June 30–July 10, 2005

“Exhibition in Crisis: Who’s Stolen the Crown Jewels”, was one of the conference sessions at the Revelation Screen Festival. Joel Bachar from Microcinema (1) made the call that to survive, smaller Australian exhibitors need to provide a niche. He revealed that Microcinema’s formula for success is a venue and atmosphere that provokes discussion of the movies screened. If these are the clues of a triumphant festival, then it’s Revelation 8 that stole the crown jewels.

The Fiction

The first shot in the opening night film, Kontroll (Control) (Nimrod Antal, 2004), (2) carried the audience to the hidden treasure. We descend the escalator into the Hungarian underground rail system. It’s late, and at first it seems that we could be alone, but we’re not. A prostitute also makes her descent. She’s drunk and we watch as her ankles twist in her awkward heels. On the platform we wait with her. The agony of the late night silence breaks against the rail tracks by the oncoming train – this is her last ride. A hooded shadow screams out from behind her and – push! He snuffs her out.
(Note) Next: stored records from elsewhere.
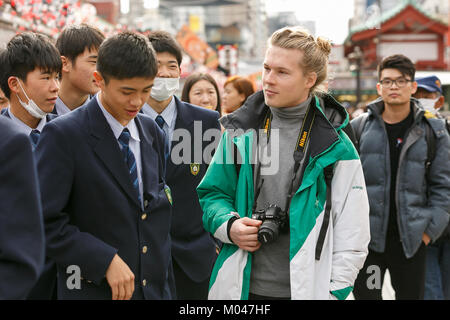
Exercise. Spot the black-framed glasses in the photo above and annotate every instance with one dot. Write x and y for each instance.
(400, 82)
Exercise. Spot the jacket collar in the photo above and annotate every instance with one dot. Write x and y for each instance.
(376, 108)
(330, 117)
(251, 115)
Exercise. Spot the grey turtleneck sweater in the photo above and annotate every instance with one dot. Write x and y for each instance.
(270, 265)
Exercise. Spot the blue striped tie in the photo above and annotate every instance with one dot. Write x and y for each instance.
(34, 138)
(160, 121)
(129, 159)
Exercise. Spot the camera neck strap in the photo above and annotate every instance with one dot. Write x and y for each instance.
(300, 148)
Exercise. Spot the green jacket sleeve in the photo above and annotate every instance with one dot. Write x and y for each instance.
(217, 190)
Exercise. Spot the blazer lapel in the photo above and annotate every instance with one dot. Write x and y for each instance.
(150, 174)
(183, 121)
(107, 149)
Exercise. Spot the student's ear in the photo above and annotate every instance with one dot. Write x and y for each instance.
(311, 79)
(13, 85)
(99, 79)
(440, 102)
(66, 64)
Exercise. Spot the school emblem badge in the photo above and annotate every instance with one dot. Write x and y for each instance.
(195, 168)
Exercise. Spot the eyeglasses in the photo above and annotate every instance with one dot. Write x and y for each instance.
(400, 82)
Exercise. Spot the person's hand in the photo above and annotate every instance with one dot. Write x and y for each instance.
(244, 233)
(426, 239)
(121, 279)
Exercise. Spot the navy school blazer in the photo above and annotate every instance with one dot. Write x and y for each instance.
(21, 223)
(193, 248)
(43, 290)
(91, 210)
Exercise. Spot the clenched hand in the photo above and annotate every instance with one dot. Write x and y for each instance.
(121, 279)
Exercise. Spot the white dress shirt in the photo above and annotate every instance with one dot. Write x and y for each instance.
(25, 128)
(169, 115)
(134, 144)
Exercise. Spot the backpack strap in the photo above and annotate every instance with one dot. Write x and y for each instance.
(431, 148)
(328, 173)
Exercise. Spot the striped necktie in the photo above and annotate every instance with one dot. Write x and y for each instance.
(124, 140)
(34, 137)
(160, 121)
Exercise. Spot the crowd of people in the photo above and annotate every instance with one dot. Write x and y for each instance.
(281, 196)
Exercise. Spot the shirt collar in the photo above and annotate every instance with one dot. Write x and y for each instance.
(61, 107)
(115, 125)
(167, 114)
(25, 128)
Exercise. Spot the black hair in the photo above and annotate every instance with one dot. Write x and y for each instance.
(23, 54)
(126, 55)
(399, 62)
(193, 79)
(74, 39)
(163, 41)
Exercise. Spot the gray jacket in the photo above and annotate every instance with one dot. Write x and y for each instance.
(417, 213)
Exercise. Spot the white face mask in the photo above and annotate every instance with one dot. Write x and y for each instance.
(31, 106)
(428, 104)
(164, 88)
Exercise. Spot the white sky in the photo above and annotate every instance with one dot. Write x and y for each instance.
(331, 16)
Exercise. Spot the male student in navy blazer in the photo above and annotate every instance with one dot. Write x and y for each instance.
(193, 248)
(78, 46)
(106, 206)
(21, 227)
(29, 78)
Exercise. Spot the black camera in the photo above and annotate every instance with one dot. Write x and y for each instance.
(274, 220)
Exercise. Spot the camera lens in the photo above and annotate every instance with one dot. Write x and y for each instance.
(268, 232)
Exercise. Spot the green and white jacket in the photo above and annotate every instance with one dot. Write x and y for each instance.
(222, 192)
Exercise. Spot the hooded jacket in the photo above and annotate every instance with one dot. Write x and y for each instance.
(226, 192)
(422, 206)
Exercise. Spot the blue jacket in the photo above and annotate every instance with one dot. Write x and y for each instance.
(193, 248)
(91, 210)
(21, 226)
(44, 288)
(417, 213)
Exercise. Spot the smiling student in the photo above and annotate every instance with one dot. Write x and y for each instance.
(30, 70)
(78, 46)
(107, 211)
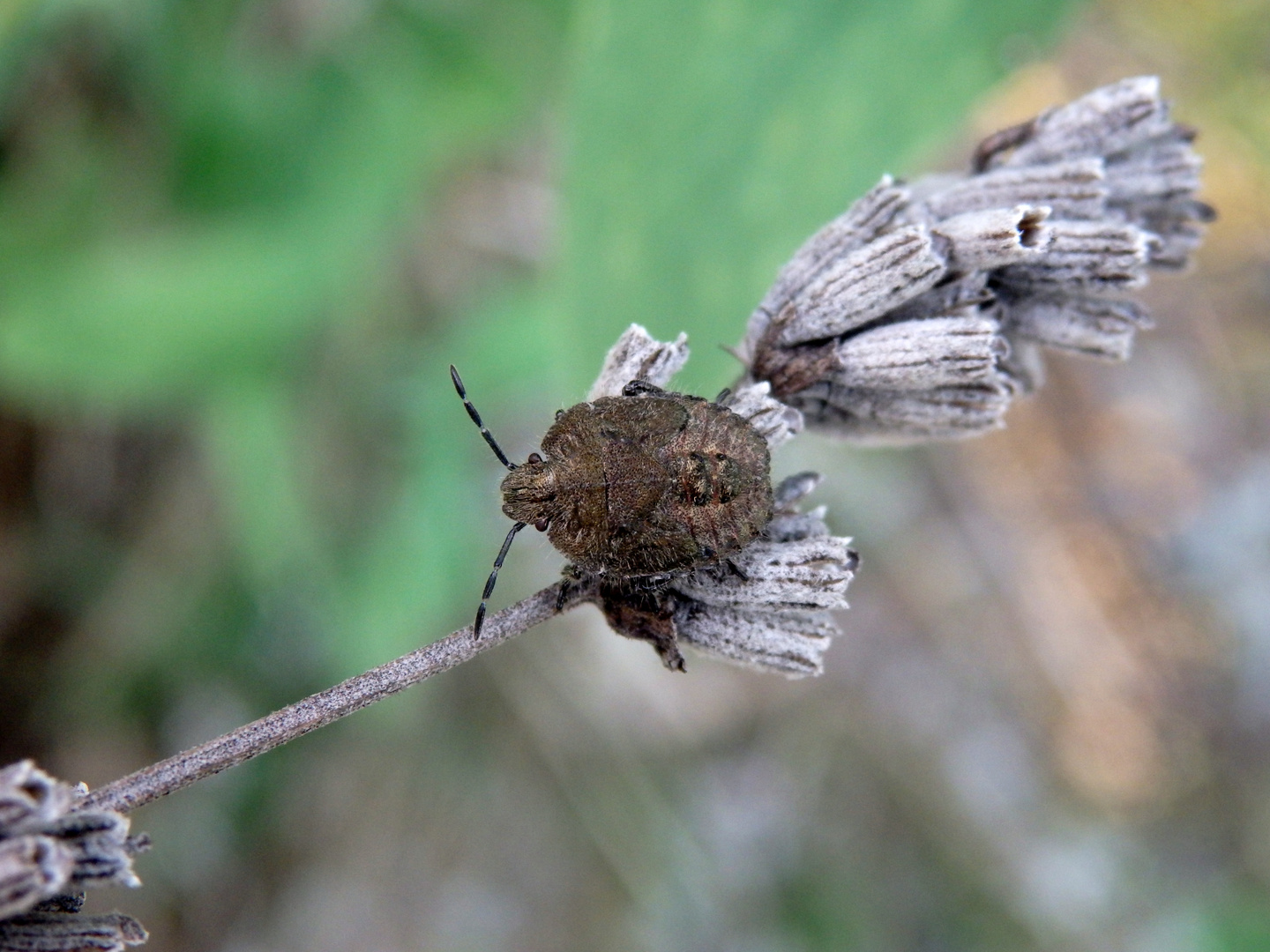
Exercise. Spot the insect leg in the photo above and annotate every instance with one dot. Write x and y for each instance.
(493, 577)
(471, 412)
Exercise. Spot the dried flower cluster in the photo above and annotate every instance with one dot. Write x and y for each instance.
(770, 605)
(49, 854)
(921, 311)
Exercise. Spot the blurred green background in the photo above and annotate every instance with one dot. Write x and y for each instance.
(242, 242)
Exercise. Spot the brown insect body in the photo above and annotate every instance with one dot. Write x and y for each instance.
(646, 484)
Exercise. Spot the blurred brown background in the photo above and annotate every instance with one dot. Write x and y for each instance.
(243, 240)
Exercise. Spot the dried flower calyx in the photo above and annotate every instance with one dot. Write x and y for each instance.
(921, 311)
(49, 852)
(768, 606)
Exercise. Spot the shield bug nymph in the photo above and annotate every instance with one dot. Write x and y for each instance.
(638, 487)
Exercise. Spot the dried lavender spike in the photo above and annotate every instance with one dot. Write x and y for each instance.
(1094, 326)
(790, 527)
(961, 296)
(770, 417)
(1156, 172)
(32, 868)
(894, 418)
(996, 238)
(98, 842)
(787, 643)
(863, 222)
(1024, 366)
(791, 489)
(637, 355)
(1109, 120)
(1179, 228)
(938, 352)
(1086, 257)
(1071, 190)
(863, 286)
(69, 932)
(29, 799)
(811, 573)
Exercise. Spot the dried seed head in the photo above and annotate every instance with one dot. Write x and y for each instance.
(918, 314)
(767, 605)
(773, 611)
(49, 850)
(70, 932)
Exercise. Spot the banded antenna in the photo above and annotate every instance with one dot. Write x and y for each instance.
(516, 527)
(471, 412)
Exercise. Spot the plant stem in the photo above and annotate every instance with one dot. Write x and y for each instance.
(326, 706)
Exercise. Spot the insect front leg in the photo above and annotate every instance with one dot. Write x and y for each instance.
(572, 577)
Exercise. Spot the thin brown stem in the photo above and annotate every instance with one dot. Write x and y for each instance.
(326, 706)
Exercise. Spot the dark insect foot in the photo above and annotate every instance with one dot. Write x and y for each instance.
(671, 658)
(639, 387)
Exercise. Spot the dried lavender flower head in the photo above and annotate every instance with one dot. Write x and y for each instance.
(768, 605)
(921, 311)
(49, 854)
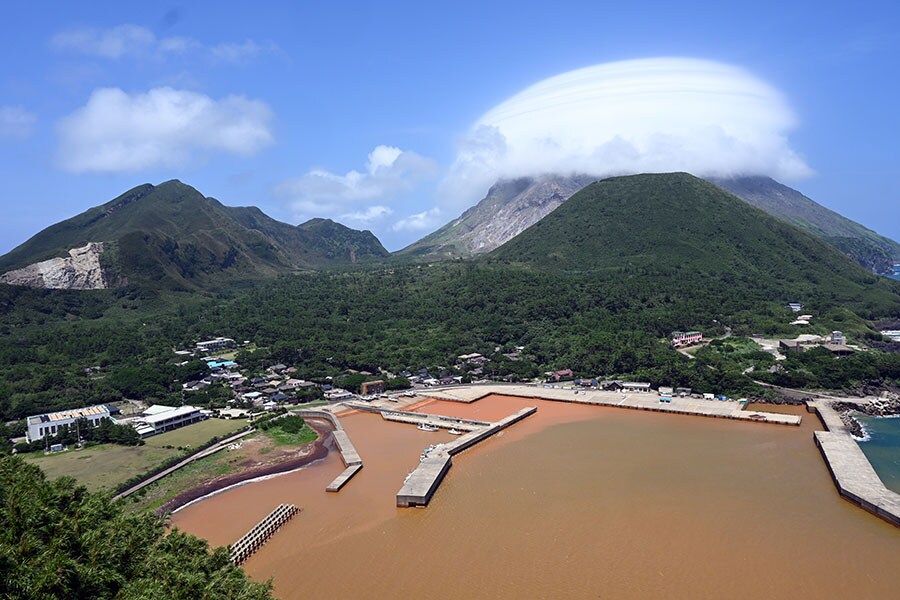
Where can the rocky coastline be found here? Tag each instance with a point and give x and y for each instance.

Big brown bear-eyed Bulcso (Sandor Csanyi) wakes from another night of sleep on the platform. He is the team leader for one of the ticket patrols. It is their job to keep the rail system in Kontroll. Bulcso’s gang constantly gets hammered from unpaying passengers, rival ticket patrol teams, their boss, and now they have the mysterious pusher who is plunging unsuspecting passengers to their death. Mysteriously, Bulcso has not been above ground for some time. At night he nestles himself to sleep in this netherworld, the underground has become his coffin of life. It is love that in the end removes him from this hell, and takes him to the heavens. He finally ascends above ground with the help of the angel-dressed Sophie (Eszter Balla), the daughter of Bella (Lajos Kovacs), a train driver whose carriage is a Catholic shrine that smells of onions.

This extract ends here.